As an understanding of one’s photographic subject is essential for any nature photographer, Folsom’s handbook begins with a presentation of the natural history of butterflies, including basic explanations of their anatomy, biology, and the basic groupings within the two butterfly taxonomic superfamilies Papilionoidea and Hesperioidea. (In keeping with the book’s title, discussions of and references to moths are essentially non-existent; a good choice on the part of the author as photography of this larger portion of the Lepidoptera requires a significant number of additional and highly specialized techniques likely to be of little interest or use to any but specialists.)
From this overview of the subjects themselves Folsom transitions into more detailed explanations of the life cycle and daily habits of butterflies, framing the information in reference to the utility of such knowledge to the photographer. He also includes some very useful information on how the photographer should behave around his or her intended subjects – such as explaining effective methods of close approach through the use of the “fright” and “flight” zone structure, and the use of the move and focus technique.
Finally, Folsom covers the various technical aspects of photographing butterflies, including his recommendations for selecting the right equipment for the task. While not formally endorsing Nikon, Folsom is candid as to his personal use of that brand of camera bodies and lenses, thus his references to particular lens configurations are most often given in reference to Nikon models (users of other camera brands should have little trouble translating these references to similar products in their own preferred brand’s product line).

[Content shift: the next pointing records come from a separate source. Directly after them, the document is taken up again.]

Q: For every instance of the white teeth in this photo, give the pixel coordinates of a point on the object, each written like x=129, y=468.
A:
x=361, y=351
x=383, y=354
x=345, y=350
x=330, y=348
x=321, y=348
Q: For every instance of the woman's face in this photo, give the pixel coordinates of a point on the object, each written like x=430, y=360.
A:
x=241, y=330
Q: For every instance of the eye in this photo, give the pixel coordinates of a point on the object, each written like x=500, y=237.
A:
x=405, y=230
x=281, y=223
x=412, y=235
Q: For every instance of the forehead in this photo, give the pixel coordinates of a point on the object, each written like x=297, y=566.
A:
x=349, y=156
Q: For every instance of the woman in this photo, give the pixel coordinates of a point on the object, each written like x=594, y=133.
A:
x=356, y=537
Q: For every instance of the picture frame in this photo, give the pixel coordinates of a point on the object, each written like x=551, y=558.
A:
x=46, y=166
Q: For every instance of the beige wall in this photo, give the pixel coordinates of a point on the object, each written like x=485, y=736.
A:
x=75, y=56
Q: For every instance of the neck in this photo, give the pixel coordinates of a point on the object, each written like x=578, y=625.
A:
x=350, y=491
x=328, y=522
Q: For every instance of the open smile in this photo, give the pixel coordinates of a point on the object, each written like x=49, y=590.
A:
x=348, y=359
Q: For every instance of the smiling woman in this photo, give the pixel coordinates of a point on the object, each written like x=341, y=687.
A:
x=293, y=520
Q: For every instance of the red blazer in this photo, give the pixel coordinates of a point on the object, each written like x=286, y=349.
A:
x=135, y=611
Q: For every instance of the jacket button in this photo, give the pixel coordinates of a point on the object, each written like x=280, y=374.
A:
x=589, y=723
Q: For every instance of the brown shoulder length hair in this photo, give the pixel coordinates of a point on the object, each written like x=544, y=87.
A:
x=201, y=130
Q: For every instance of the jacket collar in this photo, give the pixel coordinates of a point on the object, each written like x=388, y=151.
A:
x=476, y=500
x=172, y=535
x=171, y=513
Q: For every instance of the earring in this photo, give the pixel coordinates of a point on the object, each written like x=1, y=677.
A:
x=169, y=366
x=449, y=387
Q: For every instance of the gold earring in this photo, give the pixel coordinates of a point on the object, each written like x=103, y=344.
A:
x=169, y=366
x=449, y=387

One particular equipment recommendation he makes, that of using telephoto zoom lenses over dedicated macro lenses, might initially strike some readers as unusual; however Folsom’s rationale for this choice is well reasoned and explained so effectively that some readers already possessing dedicated macro lenses might find themselves suddenly contemplating the purchase of a new addition to their camera bags.
Even more important that the selection of the right equipment, of course, is the knowledge of how to use it most effectively for the purpose at hand, and in this area Folsom’s experience and wisdom truly shine. From advice on selecting the right settings to use for the best results to instruction on techniques he has discovered to provide the greatest chances for success in the field, most every reader from the novice to the professional is likely to find something here that was previously unknown to them. One particularly useful technique Folsom explains concerns a very handy field method of determining the appropriate ISO settings for the lighting conditions under which the photographic session is taking place. Another concerns finding the best location on which to position the focal point of the image for best results (it’s not necessarily what many people might think).
Just as with any type of nature photography, photographing butterflies can be challenging and guarantees of success are never possible – even for the most experienced of photographers. However the time spent in reading William B. Folsom’s Butterfly Photographer’s Handbook, taking note of what it presents, and practicing the techniques it describes will very likely be found to have been more than worth the while in increasing the photographer’s chances of success in the field – both in regard to increasing the overall number of useable images recorded and in elevating the level of quality to be found in those images themselves.
Author: William B. Folsom
Publisher: Amherst Media
Format: paperback, 125 pages
In accordance with Federal Trade Commission 16 CFR Part 255, it is disclosed that the copy of the book read in order to produce this review was provided gratis to the reviewer by the publisher.